Former West Orange resident Jeffrey Rosen, who owns the Maccabi Haifa Heat basketball team, is an active fund-raiser for Team Israel. He told NJ Jewish News his company, Triangle Financial Services, which includes a sports agency, has “a deal going where we have a matching program with the JNF, so our group…is responsible for raising about $50,000 toward the Israeli baseball team.”
Rosen said Marvin Goldklang, chair of the Goldklang Group, a sports entertainment consulting and management firm based in Florham Park, has made a similar commitment.
Having Jewish Major Leaguers on Team Israel “would be a glorious moment,” said Rosen, but, he acknowledged, “it’s a long, uphill battle to get there because we’re working with minor leaguers and our Israeli players. So I think we’re in an underdog role, but we have a fighting chance. If we make the cut, it could be really exciting.”
He also has an ulterior motive for supporting the venture: bringing professional baseball back to Israel. “That’s really why I’m doing this,” said Rosen, who was a major investor in the original Israel Baseball League, which folded after its lone season in 2007. “When you have a good idea, it maybe takes a long time.
“My goal — and I think it’s a goal the IAB embraces — is to build a professional field, a ‘field of dreams,’ in Ra’anana,” he said. The field would be used by amateur players and would also serve as “our base for professional baseball.” Rosen said he estimates the project would “probably take a couple million dollars to get it done” and is still years away.
Mark Rattner and his sons, David and Eric, all have strong ties to baseball in Israel: During the IBL season, Eric was a catcher on the Tel Aviv Lightning while David served as head of IBL operations. Mark Rattner, president of the Central Jersey Board of Jewish National Fund and the JNF lay leader coordinating the organization’s efforts to assist the development of baseball in Israel, has been involved since the league’s nascent days. He was excited about the prospect of Israel appearing on an international stage if the team can advance to the WBC. “They’ll be facing South Africa, France, and Spain…. I don’t know if [those countries] have the same resources as far as being able to tap into players.”
During dinner, Kurz, who also serves as general manager for Team Israel, told the group of about 70 supporters that the WBC is an important step in advancing baseball in Israel. “It would strengthen awareness and popularity of the game, which is still foreign to Israelis; it would offer global coverage and positive press for Israel; and it would build bridges between Jewish-American fans and Israelis,” he said.

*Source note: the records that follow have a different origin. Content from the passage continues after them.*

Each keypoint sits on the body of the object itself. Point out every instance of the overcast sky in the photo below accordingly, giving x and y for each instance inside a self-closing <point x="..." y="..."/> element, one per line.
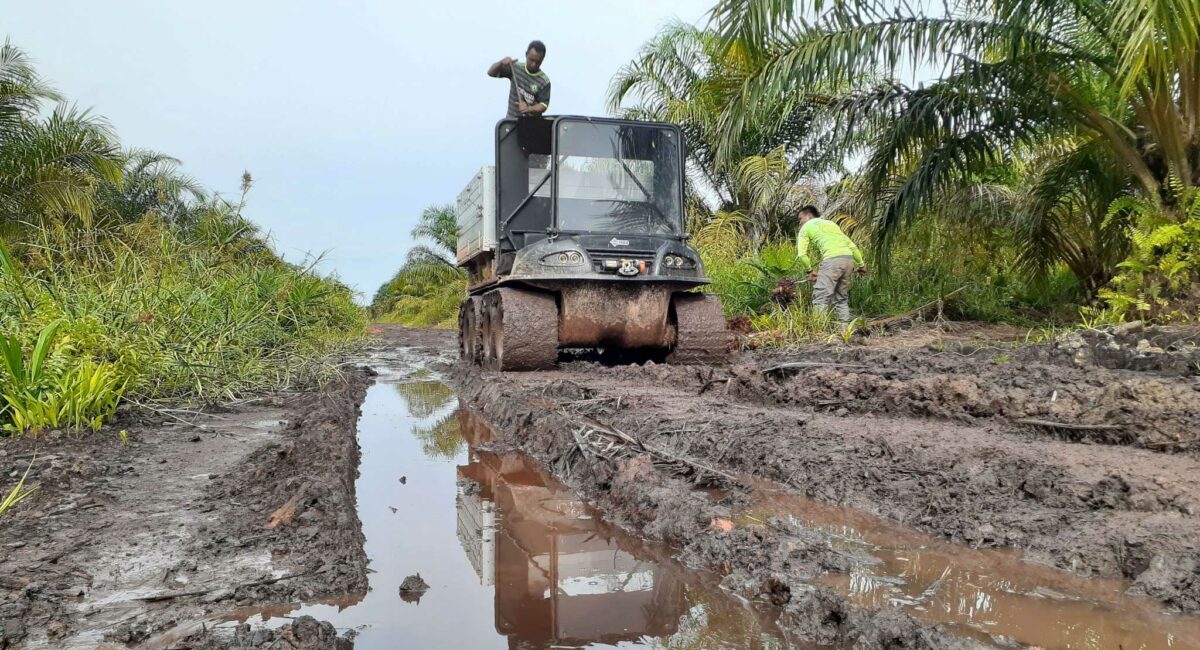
<point x="352" y="114"/>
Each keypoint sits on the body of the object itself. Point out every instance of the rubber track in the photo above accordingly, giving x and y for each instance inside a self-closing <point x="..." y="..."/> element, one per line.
<point x="702" y="336"/>
<point x="471" y="345"/>
<point x="526" y="329"/>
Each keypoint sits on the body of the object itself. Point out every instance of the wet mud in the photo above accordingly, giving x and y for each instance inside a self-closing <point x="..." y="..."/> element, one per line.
<point x="133" y="543"/>
<point x="643" y="441"/>
<point x="971" y="494"/>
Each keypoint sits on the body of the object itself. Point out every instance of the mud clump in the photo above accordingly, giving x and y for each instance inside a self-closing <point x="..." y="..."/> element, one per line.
<point x="184" y="512"/>
<point x="413" y="588"/>
<point x="1033" y="390"/>
<point x="304" y="633"/>
<point x="300" y="493"/>
<point x="654" y="497"/>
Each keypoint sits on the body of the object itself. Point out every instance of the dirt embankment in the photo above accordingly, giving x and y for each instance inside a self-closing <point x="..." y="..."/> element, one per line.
<point x="954" y="444"/>
<point x="553" y="419"/>
<point x="138" y="543"/>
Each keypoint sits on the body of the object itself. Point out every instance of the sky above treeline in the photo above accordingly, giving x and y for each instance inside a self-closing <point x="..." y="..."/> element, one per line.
<point x="352" y="115"/>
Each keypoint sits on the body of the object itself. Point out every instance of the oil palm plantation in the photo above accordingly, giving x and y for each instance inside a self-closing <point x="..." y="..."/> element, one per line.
<point x="429" y="286"/>
<point x="687" y="74"/>
<point x="1096" y="100"/>
<point x="49" y="167"/>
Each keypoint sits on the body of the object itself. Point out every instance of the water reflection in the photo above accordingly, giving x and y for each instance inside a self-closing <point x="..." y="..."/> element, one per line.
<point x="563" y="578"/>
<point x="511" y="558"/>
<point x="430" y="401"/>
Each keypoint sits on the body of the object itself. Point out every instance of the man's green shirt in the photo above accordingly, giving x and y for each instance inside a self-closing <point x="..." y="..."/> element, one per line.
<point x="829" y="240"/>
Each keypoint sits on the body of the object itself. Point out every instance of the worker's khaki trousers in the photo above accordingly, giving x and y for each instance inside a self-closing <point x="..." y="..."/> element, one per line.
<point x="832" y="288"/>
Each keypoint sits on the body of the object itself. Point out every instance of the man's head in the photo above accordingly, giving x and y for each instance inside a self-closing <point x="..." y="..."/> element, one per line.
<point x="534" y="55"/>
<point x="809" y="212"/>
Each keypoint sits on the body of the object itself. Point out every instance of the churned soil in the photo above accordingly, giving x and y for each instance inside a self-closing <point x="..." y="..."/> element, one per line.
<point x="137" y="543"/>
<point x="1073" y="461"/>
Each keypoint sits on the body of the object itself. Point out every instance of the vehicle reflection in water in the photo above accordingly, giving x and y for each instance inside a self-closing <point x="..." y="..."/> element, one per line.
<point x="563" y="578"/>
<point x="540" y="570"/>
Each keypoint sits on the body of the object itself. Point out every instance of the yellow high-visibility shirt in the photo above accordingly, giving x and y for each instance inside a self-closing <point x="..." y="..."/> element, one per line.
<point x="829" y="240"/>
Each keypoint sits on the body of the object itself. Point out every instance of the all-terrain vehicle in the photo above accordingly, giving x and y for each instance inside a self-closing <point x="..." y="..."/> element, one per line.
<point x="575" y="239"/>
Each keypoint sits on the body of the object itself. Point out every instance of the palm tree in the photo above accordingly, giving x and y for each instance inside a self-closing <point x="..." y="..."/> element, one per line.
<point x="687" y="74"/>
<point x="1075" y="88"/>
<point x="429" y="272"/>
<point x="49" y="168"/>
<point x="153" y="185"/>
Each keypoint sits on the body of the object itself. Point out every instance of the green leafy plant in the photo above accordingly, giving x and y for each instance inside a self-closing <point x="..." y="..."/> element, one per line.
<point x="18" y="492"/>
<point x="77" y="397"/>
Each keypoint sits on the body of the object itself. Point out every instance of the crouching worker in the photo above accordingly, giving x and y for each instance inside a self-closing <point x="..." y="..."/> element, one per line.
<point x="839" y="259"/>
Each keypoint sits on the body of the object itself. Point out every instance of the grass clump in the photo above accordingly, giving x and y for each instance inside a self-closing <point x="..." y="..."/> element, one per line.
<point x="148" y="312"/>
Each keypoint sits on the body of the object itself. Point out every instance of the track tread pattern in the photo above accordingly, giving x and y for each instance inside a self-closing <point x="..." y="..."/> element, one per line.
<point x="523" y="330"/>
<point x="702" y="335"/>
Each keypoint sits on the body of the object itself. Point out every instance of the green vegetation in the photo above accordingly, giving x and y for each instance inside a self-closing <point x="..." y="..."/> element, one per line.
<point x="1051" y="164"/>
<point x="17" y="493"/>
<point x="427" y="289"/>
<point x="123" y="281"/>
<point x="1048" y="174"/>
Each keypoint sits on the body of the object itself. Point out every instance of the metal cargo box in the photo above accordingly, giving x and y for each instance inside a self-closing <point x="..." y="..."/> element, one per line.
<point x="477" y="216"/>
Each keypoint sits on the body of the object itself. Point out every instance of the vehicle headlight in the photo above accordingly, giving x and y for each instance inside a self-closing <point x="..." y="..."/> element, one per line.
<point x="564" y="258"/>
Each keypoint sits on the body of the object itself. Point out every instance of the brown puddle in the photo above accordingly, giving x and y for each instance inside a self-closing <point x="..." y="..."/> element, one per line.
<point x="989" y="595"/>
<point x="513" y="558"/>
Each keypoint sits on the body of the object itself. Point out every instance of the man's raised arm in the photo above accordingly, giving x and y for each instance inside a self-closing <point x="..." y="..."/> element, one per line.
<point x="501" y="68"/>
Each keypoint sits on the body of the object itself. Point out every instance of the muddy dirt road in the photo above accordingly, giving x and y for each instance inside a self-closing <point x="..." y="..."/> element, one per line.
<point x="1025" y="495"/>
<point x="952" y="494"/>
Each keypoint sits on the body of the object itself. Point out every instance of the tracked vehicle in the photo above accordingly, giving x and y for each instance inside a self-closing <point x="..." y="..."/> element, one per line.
<point x="575" y="240"/>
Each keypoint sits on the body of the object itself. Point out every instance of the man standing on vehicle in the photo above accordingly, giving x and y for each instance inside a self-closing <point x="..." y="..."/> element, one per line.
<point x="839" y="258"/>
<point x="529" y="94"/>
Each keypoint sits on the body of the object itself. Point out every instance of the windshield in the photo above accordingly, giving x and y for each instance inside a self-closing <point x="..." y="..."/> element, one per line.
<point x="621" y="179"/>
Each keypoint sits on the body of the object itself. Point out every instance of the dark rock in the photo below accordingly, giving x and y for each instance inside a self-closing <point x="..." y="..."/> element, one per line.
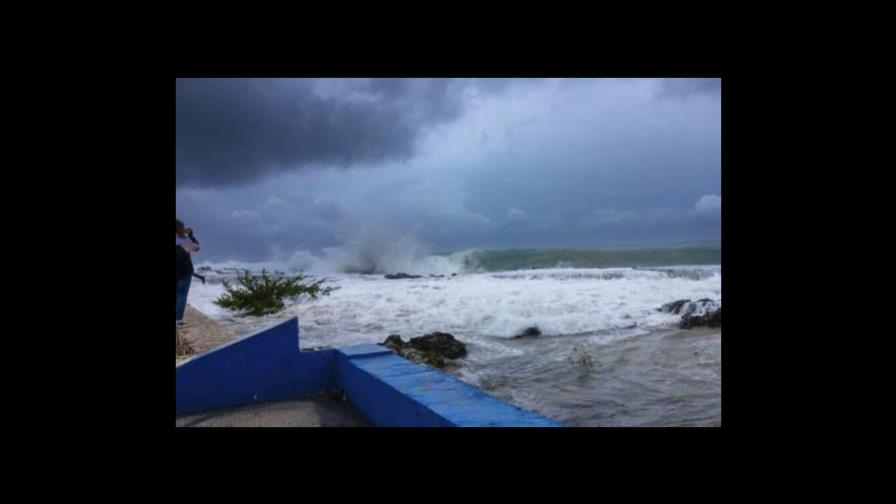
<point x="434" y="349"/>
<point x="401" y="275"/>
<point x="394" y="342"/>
<point x="674" y="306"/>
<point x="315" y="349"/>
<point x="442" y="344"/>
<point x="710" y="319"/>
<point x="530" y="332"/>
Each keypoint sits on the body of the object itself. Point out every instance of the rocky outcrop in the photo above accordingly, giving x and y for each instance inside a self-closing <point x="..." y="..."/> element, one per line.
<point x="530" y="332"/>
<point x="398" y="276"/>
<point x="710" y="319"/>
<point x="701" y="313"/>
<point x="435" y="349"/>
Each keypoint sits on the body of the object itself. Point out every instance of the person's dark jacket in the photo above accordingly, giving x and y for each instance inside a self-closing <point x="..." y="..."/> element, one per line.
<point x="183" y="263"/>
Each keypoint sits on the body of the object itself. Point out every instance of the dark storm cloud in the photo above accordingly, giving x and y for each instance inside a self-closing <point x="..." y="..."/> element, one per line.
<point x="231" y="131"/>
<point x="682" y="88"/>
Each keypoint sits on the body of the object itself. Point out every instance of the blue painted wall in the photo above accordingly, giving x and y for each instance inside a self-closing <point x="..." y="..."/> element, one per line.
<point x="264" y="366"/>
<point x="386" y="389"/>
<point x="394" y="392"/>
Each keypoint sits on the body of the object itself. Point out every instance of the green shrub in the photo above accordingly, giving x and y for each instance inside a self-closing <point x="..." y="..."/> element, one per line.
<point x="265" y="294"/>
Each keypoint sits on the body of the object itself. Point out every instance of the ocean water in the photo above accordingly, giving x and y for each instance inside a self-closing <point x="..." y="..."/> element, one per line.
<point x="606" y="357"/>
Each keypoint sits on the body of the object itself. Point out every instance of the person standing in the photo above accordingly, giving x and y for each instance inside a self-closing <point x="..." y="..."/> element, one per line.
<point x="186" y="245"/>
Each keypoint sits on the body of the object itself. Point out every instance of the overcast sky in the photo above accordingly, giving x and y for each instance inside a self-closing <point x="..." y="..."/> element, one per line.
<point x="268" y="167"/>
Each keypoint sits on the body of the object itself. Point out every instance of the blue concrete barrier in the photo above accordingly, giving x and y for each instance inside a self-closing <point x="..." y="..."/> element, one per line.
<point x="386" y="389"/>
<point x="264" y="366"/>
<point x="394" y="392"/>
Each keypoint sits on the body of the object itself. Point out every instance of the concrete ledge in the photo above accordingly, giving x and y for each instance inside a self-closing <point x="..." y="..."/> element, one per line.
<point x="264" y="366"/>
<point x="386" y="389"/>
<point x="392" y="391"/>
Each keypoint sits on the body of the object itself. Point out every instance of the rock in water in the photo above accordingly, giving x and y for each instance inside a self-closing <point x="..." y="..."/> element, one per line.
<point x="710" y="319"/>
<point x="530" y="332"/>
<point x="394" y="342"/>
<point x="435" y="349"/>
<point x="674" y="306"/>
<point x="401" y="275"/>
<point x="442" y="344"/>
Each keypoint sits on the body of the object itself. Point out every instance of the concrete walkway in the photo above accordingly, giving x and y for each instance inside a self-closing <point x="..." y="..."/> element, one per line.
<point x="202" y="332"/>
<point x="315" y="411"/>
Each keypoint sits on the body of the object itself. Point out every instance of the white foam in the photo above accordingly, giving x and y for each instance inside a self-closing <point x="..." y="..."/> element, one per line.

Organizers for the event were hoping to raise $400,000 to cover travel and training expense for the team, which will consist of 28 players. A similar event was held in Chicago on July 25.
Former Mets favorite Art Shamsky — who managed the Modi’in Miracle franchise in the IBL — encouraged the audience to give generously. The international competition offered “a wonderful opportunity for Israel to get involved in baseball, [and] it will be a wonderful experience for you to say you were a part of it,” Shamsky said.
Ausmus, who will serve as field manager, sent a video message thanking the group for its support and comparing the legends of baseball — Ruth, Mays, and Koufax — with those of the Torah — Abraham, Isaac, and Jacob.
Israeli singer David Broza provided entertainment, including a Hebrew rendition of “Take Me Out to the Ball Game.”